Yang bengkok pada wanita adalah dari segi penciptaannya, maka harus bersikap lemah lembut dan sabar dalam menghadapinya.
Maka hendaknya para lelaki tidak membiarkan dirinya larut dalam perasaan tertekan dari keluarganya, dan hendaklah ia tidak memperhatikan kekurangan mereka, dan hendaklah ia mengingat sisi kebaikan mereka, sungguh ia pasti menemukan banyak kebaikan dalam hal itu. Dan yang semisal dengan perkataan ini adalah sabda RasuluLlah SAW;
Janganlah seorang mu’min membenci mu’minah (yaitu merasa marah dan benci) karena jika ia membenci satu perilaku maka ia akan ridha dengan perilaku yang lain.”
Hendaklah para lelaki sangat berhati-hati dalam hal ini, maka jika ia melihat sesuatu yang tidak disukai, maka ia tidak mengetahui dari mana sebab-sebab kebaikan dan sumber-sumber kebajikan.

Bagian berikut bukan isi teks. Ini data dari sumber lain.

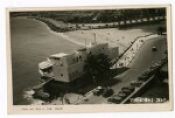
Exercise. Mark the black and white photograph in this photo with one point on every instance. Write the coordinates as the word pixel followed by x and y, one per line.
pixel 91 56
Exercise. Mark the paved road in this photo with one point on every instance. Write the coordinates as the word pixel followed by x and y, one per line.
pixel 143 59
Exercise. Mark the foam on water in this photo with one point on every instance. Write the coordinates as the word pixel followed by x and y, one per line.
pixel 28 95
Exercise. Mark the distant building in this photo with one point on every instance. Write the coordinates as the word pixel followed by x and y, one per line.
pixel 69 67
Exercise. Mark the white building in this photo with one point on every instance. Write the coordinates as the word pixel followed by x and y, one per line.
pixel 69 67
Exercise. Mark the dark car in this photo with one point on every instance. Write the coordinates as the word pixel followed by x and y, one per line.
pixel 115 99
pixel 127 91
pixel 122 94
pixel 107 93
pixel 136 83
pixel 154 48
pixel 98 91
pixel 128 88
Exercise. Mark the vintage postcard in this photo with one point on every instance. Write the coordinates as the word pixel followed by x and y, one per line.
pixel 89 59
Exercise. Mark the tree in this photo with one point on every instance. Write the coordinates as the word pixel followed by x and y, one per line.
pixel 97 66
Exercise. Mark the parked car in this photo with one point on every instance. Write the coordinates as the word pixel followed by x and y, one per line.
pixel 127 91
pixel 122 94
pixel 128 88
pixel 98 91
pixel 107 92
pixel 136 83
pixel 154 48
pixel 142 78
pixel 115 99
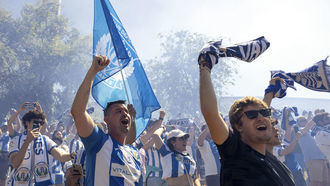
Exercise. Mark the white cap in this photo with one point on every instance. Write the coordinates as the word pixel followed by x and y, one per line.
pixel 176 133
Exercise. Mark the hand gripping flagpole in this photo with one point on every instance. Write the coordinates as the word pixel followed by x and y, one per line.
pixel 122 76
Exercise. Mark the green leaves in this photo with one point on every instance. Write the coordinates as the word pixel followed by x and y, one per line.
pixel 174 75
pixel 37 51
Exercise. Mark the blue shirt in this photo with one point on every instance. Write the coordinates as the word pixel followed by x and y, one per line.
pixel 110 163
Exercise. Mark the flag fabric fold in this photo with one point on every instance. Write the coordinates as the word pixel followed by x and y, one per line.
pixel 316 77
pixel 110 39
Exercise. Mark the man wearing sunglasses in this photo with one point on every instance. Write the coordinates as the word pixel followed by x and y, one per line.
pixel 243 148
pixel 29 153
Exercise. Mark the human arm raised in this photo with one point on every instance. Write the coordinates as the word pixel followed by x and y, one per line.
pixel 16 158
pixel 157 139
pixel 61 155
pixel 203 136
pixel 84 123
pixel 209 107
pixel 268 97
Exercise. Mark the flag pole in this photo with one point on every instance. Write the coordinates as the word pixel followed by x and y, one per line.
pixel 122 76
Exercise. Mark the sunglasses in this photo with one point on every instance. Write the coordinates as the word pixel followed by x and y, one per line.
pixel 252 114
pixel 38 122
pixel 183 138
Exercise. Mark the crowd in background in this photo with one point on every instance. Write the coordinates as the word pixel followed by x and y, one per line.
pixel 167 147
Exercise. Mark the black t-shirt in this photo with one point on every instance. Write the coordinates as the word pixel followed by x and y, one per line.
pixel 243 166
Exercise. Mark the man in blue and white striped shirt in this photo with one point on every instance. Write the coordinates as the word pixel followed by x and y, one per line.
pixel 109 160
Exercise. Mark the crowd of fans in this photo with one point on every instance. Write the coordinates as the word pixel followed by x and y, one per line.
pixel 174 154
pixel 256 145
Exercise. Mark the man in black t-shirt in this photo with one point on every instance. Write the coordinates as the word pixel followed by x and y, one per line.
pixel 244 160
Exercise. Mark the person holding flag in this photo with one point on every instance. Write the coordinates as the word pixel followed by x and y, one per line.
pixel 109 160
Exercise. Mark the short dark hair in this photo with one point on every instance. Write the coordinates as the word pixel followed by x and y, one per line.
pixel 109 104
pixel 169 143
pixel 33 114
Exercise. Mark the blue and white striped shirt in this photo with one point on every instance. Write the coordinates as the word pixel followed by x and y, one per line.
pixel 176 164
pixel 153 158
pixel 110 163
pixel 75 145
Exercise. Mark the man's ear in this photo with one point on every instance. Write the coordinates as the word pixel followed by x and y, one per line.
pixel 238 127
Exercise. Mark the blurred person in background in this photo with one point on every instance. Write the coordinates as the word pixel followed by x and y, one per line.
pixel 316 162
pixel 179 168
pixel 30 151
pixel 4 151
pixel 152 155
pixel 57 168
pixel 321 131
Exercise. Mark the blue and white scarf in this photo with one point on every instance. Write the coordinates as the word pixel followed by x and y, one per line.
pixel 316 77
pixel 247 51
pixel 279 89
pixel 35 163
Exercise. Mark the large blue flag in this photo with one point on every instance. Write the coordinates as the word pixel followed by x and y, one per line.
pixel 110 39
pixel 316 77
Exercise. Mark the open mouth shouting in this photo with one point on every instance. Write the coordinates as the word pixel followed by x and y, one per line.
pixel 124 120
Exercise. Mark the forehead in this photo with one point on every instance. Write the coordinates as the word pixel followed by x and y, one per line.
pixel 253 107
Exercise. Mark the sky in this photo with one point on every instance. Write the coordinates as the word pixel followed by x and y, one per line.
pixel 298 31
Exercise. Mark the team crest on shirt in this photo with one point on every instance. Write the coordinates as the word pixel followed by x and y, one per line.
pixel 22 175
pixel 41 170
pixel 11 144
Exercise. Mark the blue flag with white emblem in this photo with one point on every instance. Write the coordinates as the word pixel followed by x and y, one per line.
pixel 316 77
pixel 110 39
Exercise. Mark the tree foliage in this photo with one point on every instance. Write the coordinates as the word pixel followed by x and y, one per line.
pixel 174 75
pixel 41 58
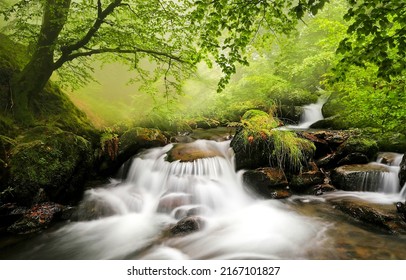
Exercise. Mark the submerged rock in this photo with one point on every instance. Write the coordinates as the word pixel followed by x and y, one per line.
pixel 354 177
pixel 130 143
pixel 49 164
pixel 190 152
pixel 38 217
pixel 381 216
pixel 186 226
pixel 402 171
pixel 268 182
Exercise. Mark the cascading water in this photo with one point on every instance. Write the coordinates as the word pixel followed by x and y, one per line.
pixel 134 213
pixel 384 176
pixel 311 113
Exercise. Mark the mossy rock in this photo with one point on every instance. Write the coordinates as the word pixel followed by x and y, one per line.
pixel 131 142
pixel 139 137
pixel 258 144
pixel 189 152
pixel 358 144
pixel 266 181
pixel 52 160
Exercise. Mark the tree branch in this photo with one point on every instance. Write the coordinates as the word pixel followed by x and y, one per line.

Allah SWT berfirman dalam surat An-Nisa ;
 ...dan bergaullah dengan mereka secara patut. kemudian bila kamu tidak menyukai mereka, (maka bersabarlah) karena mungkin kamu tidak menyukai sesuatu, Padahal Allah SWT menjadikan padanya kebaikan yang banyak.” (An Nisa’:19)
Bagaimana mungkin akan terwujud ketenangan? Dimanakah ketenangan dan kasih sayang? Jika pemimpin rumah tangga memiliki sifat yang keras, berakhlaq buruk terhadap keluarga, memiliki wawasan yang sempit, bodoh, terburu-buru, sulit memaafkan, pemarah, jika bertemu selalu mengungkit-ungkit, jika berpisah selalu berburuk sangka.  Telah diketahui, bahwa berakhlaq yang baik terhadap keluarga dan sebab-sebab yang mengantarkan kepada kebahagiaan keluarga tidak akan terwujud melainkan dengan kelembutan, menjauhkan diri dari prasangka-prasangka dan keraguan tanpa dasar. Adakalanya rasa cemburu menjerumuskan seseorang kepada prasangka buruk , mendorongnya menta'wilkan ucapan dan keraguan dalam perilaku yang menyebabkan kesusahan hidup tanpa alasan yang jelas.
 “...dan janganlah kamu menyusahkan mereka untuk menyempitkan (hati) mereka. ...” (Ath Thalaq:6)
Bagaimana mungkin, padahal RasuluLlah SAW bersabda ;
Sebaik-baik kalian adalah yang paling baik kepada keluarganya dan aku adalah orang yang paling baik kepada keluargaku.”